In placebo-controlled clinical trials and in post-marketing surveillance, neither drug-related ECG abnormalities nor cardiac arrhythmias were documented. We found in the literature one case report on frequent premature ventricular contractions during ambulatory Holter monitoring in a 54-year-old Caucasian man who used modafinil 100 mg twice daily for fatigue and lack of concentration, but was otherwise healthy [7]. The US-prescribing information, however, notes that caution should be exercised when prescribing modafinil to patients with a history of left ventricular hypertrophy or to patients with mitral valve prolapse who have experienced the mitral valve prolapse syndrome when previously receiving CNS stimulants. Modafinil has not yet been evaluated in patients with a history of myocardial infarction, acute coronary syndromes or heart failure.

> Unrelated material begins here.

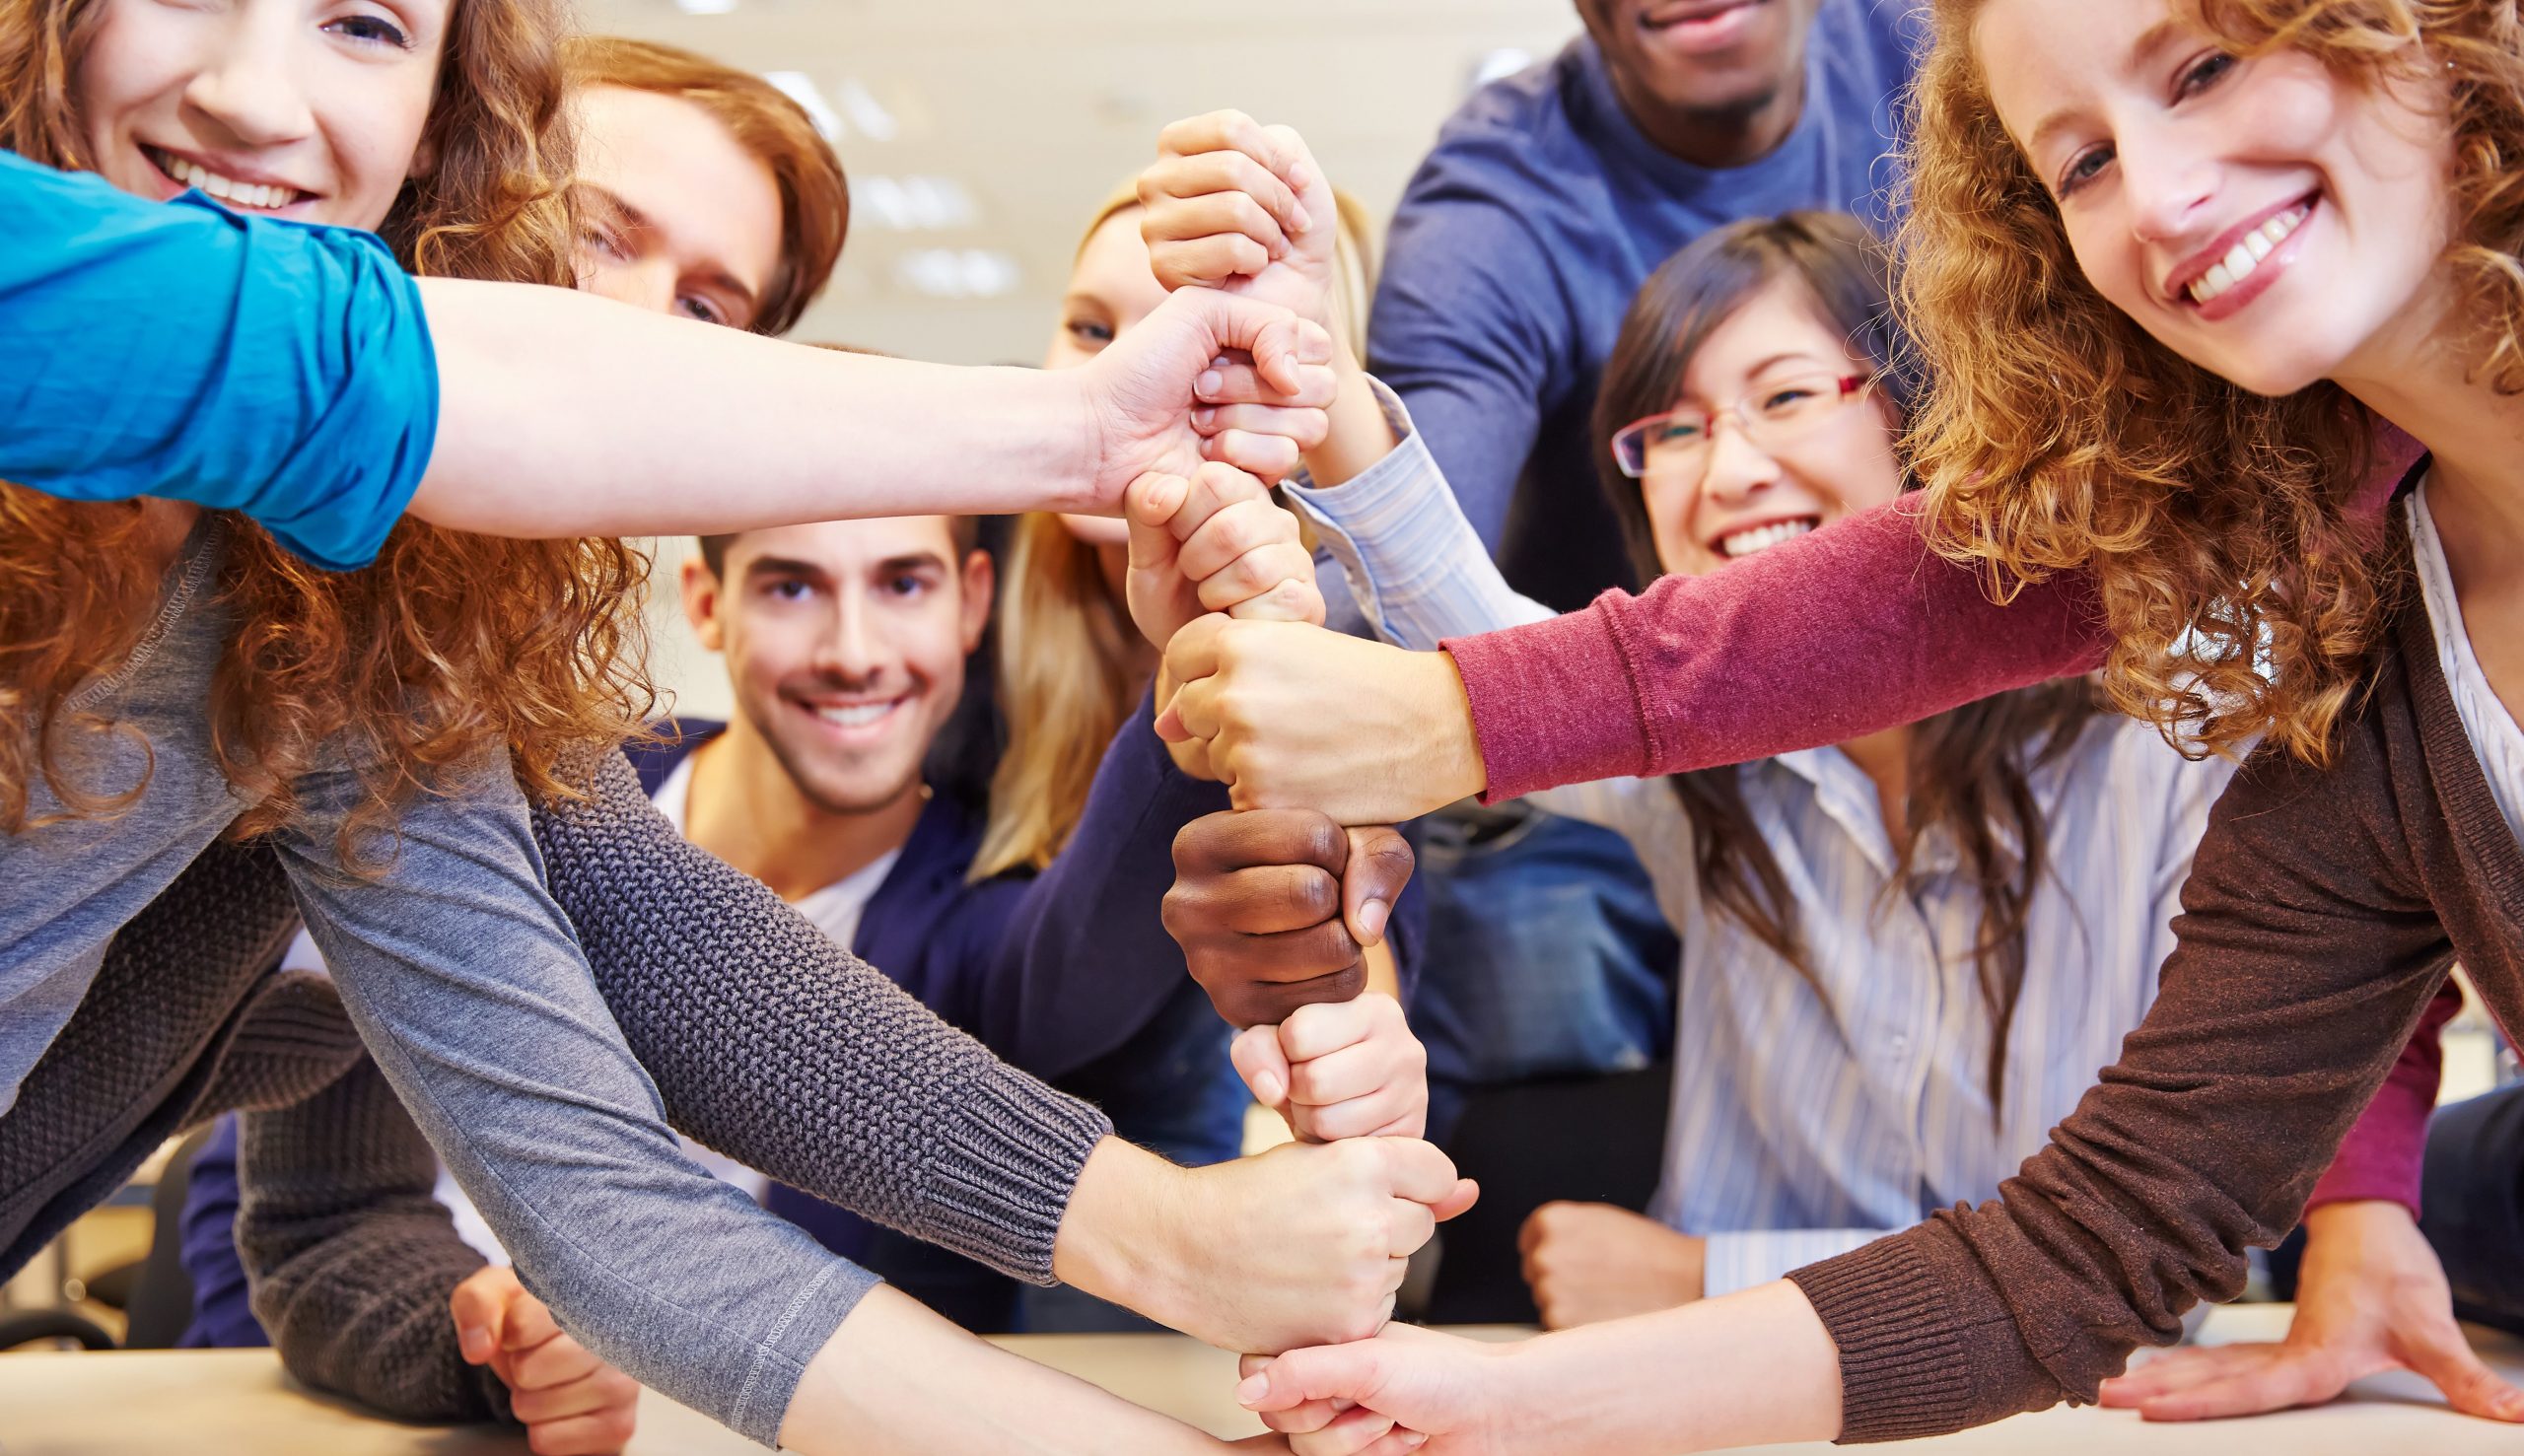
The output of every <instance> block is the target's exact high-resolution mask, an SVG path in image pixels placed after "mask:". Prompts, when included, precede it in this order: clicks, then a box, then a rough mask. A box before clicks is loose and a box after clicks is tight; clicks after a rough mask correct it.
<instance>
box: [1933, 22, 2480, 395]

The exact causal mechanism of cardiac arrhythmias associated with modafinil remains to be elucidated. Stimulation of central dopamine receptors is considered to play an essential role, which may contribute to the induction of cardiac arrhythmias. Therefore, in general, caution is advocated on usage of recently approved CNS stimulants, like modafinil, which lack long-standing clinical evaluation, particularly with regards to conclusive information on adverse cardiovascular effects. Exploring and understanding the mechanisms of action of these drugs may enable the development of more selective compounds with fewer side effects.
4. Conclusion
Modafinil, a wake-promoting agent for narcolepsy, shift work sleep disorder and an adjunctive drug for treatment of obstructive sleep apnea/hypopnea syndrome, is rarely related to adverse ventricular arrhythmias, which are considered clinically important.